La porta è in crisi?
Affrontare il problema della porta significa anzitutto comprendere che la porta è inserita in un sistema vivo composto da tutto ciò che la circonda, che la sormonta, che le fa da base. Basti pensare ai complessi studi architettonici di Vitruvio o di Palladio e all’enfasi che pongono su cosa è bene che sia intorno alla porta. La porta pensata da sola rischia di perdere il suo significato, e d'altronde la porta da sola è inconcepibile: l’arco di trionfo o il portico isolato del cerimoniale scintoista, i portici di alcune popolazioni centro africane o il tigillo romano non sono porte isolate: questi tipi di varchi sono inseriti in un sistema invisibile, non per questo non esistente, e comunque vincolante e limitativo che è quello formato dalla complessità dei simboli relativi al passaggio spirituale che esse rappresentano. La porta è in rapporto alle azioni di separare e di unire, di distaccare e di collegare, la porta è la sintesi di due azioni contrapposte che ci appaiono come una sola azione. Gorge Simmel diceva " La parete è muta ma la porta parla", la porta infatti è responsabile dello spazio a cui può concedere o negare la comunicazione la porta infonde all’uomo un indicibile senso di libertà, ma anche un indescrivibile senso di costrizione e questo in dipendenza del suo essere aperta o chiusa del suo concedere o negare. Oggetto di speculazioni filosofiche e soggetto di riferimenti letterari in ogni tempo, la porta rappresenta nello stesso tempo la possibilità e l’impossibilità e il più significativo dei simboli che la rappresenta pur non essendo porta in senso tradizionale è la Sfinge: la porta che pone domande.

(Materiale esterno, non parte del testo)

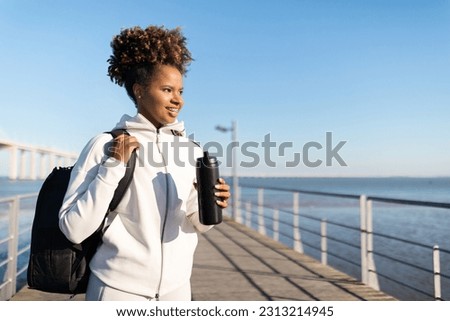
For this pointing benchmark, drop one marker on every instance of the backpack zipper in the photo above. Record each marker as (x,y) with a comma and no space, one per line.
(166,214)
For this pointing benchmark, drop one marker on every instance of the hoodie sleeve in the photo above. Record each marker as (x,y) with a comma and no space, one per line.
(93,181)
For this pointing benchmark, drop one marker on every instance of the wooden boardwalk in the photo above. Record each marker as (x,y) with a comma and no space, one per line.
(234,263)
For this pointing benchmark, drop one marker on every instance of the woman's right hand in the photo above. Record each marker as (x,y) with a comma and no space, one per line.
(122,147)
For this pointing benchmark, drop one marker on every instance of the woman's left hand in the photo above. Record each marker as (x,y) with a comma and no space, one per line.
(223,192)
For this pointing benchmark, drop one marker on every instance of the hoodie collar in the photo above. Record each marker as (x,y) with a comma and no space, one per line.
(139,122)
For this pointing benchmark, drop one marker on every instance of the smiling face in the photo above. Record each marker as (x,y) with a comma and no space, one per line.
(160,100)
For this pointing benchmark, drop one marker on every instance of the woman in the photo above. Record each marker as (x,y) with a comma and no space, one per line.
(148,246)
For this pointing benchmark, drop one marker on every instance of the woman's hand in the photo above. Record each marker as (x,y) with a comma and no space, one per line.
(122,147)
(223,192)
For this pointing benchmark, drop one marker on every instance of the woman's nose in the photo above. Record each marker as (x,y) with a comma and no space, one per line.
(177,99)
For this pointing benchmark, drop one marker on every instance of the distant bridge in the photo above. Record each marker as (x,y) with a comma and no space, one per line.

La porta è in crisi? la sacralità del passaggio si sta riducendo a vuota superstizione? Il rituale rischia di divenire un simbolo di dubbie cerimonie di iniziazione a completo appannaggio di gruppi di individui border- line? Gli elementi del varco sono solo folklore esoterico? tutte le azioni svolte in prossimità delle porte sono ormai vuote di significato?"Le porte appartengono al passato"? Come pensava Robert Musil?
Forse è vero, le porte appartengono al passato, ma l’indicibile nostalgia per i "bei giorni delle porte" conferma che queste, come molta parte del passato, dimostrano di essere vive e significanti anche se sono invisibili o nascoste, e che la nostalgia di poterle varcare, con l’ansia di trovarle chiuse, impone di penetrare nel "Gran tempo", entrare in una diversa dimensione temporale che è quella del non tempo, delle immagini, delle fantasticherie, del mito e dei sogni, nell’ enorme contenitore dei simboli e degli archetipi che vivono dei nostri interrogativi, che continuano ad essere vitali anche soltanto per le domande che ci poniamo sulla loro vitalità.